Here’s an excerpt from a Calm.com article on self-kindness that gives some practical steps:
What is self-kindness?
We often think of kindness as something we direct toward others, but it’s just as important to direct it toward ourselves. Self-kindness involves understanding and forgiving our own flaws and mistakes, much like we’d treat a friend or family member we love. It requires an internal reflection and a personal commitment to self-compassion. When we practice self-kindness, we can improve our mental and emotional wellbeing and live a happier, more fulfilled life.
Recognizing worth
Understanding self-kindness begins with recognizing your own value and worth and learning to accept yourself wholeheartedly without harsh judgment. When you make a mistake, you can choose to be forgiving and encouraging instead of being critical and hard on yourself. This doesn’t mean ignoring what’s gone wrong. It means acknowledging your actions without beating yourself up over it. It’s important to accept that making mistakes is a part of being human and doesn’t lower your worth in any way.
Acknowledging needs
Another aspect of self-kindness is being aware of your own needs and taking steps to meet them. Acknowledging your needs can mean setting aside time for relaxation, pursuing hobbies you enjoy, or simply allowing yourself some quiet time to reflect and recharge.
Positive self-talk
Self-kindness also involves the way you talk to yourself. Your inner voice can be supportive or critical. By choosing to replace negative thoughts with more positive encouragement and understanding, you can create a more positive and nurturing inner world. For example, instead of telling yourself, "I can't do anything right," you might say, "I made a mistake, but I can learn from it."

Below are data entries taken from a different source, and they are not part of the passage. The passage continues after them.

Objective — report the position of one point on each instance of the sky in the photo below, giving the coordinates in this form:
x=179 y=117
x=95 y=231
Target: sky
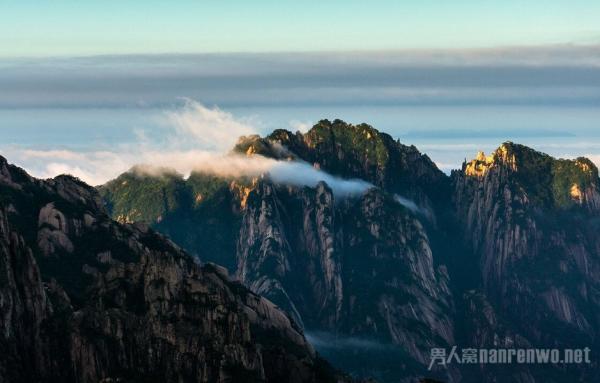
x=91 y=87
x=43 y=28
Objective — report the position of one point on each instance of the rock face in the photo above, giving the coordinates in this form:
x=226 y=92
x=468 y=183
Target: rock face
x=356 y=267
x=86 y=299
x=531 y=221
x=504 y=253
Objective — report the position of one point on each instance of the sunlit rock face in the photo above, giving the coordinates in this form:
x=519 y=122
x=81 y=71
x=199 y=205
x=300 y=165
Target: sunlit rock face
x=86 y=299
x=531 y=222
x=503 y=253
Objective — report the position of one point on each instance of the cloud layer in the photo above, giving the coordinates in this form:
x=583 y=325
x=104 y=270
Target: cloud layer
x=551 y=75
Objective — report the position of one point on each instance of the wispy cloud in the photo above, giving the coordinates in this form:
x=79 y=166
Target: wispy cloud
x=544 y=75
x=199 y=140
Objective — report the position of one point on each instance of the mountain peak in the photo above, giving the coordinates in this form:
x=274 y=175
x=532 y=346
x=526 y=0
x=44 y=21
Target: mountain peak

That evening, as I was emotionally beating myself up for what I wish I had said and done, I had an opportunity to practice some of these skills. I was able to acknowledge that I had done the best I could in that situation. I may have wished I said it better, but I didn’t do anything wrong and I truly did the best I could.
Photo by Jen P. on Unsplash
I also realized that I needed to take my focus away from ruminating on the what ifs of the conversation. I intentionally shifted my focus back to my evening relaxation activities again and again each time I found myself drawn back to the loop. I reminded myself that I hadn’t done anything wrong and that it was ok to let it be what it was.
I often remind people that this isn’t a set of skills that one develops by doing it once. It requires consistent practice and self-reminders. That evening, I didn’t just walk through this process once. In fact, I remember repeatedly coming back to the reminders and shifting my focus onto more helpful things. That night I realized that discomfort was survivable. It didn’t last forever and the world didn’t end because maybe I didn’t say something perfectly.
Questions for thought:
Are there areas of my life where I get caught in loops of what if/could have/should have?
How can I practice self-acceptance, self-compassion, and self-kindness in those moments?
How might these practices help me move forward into the future I desire?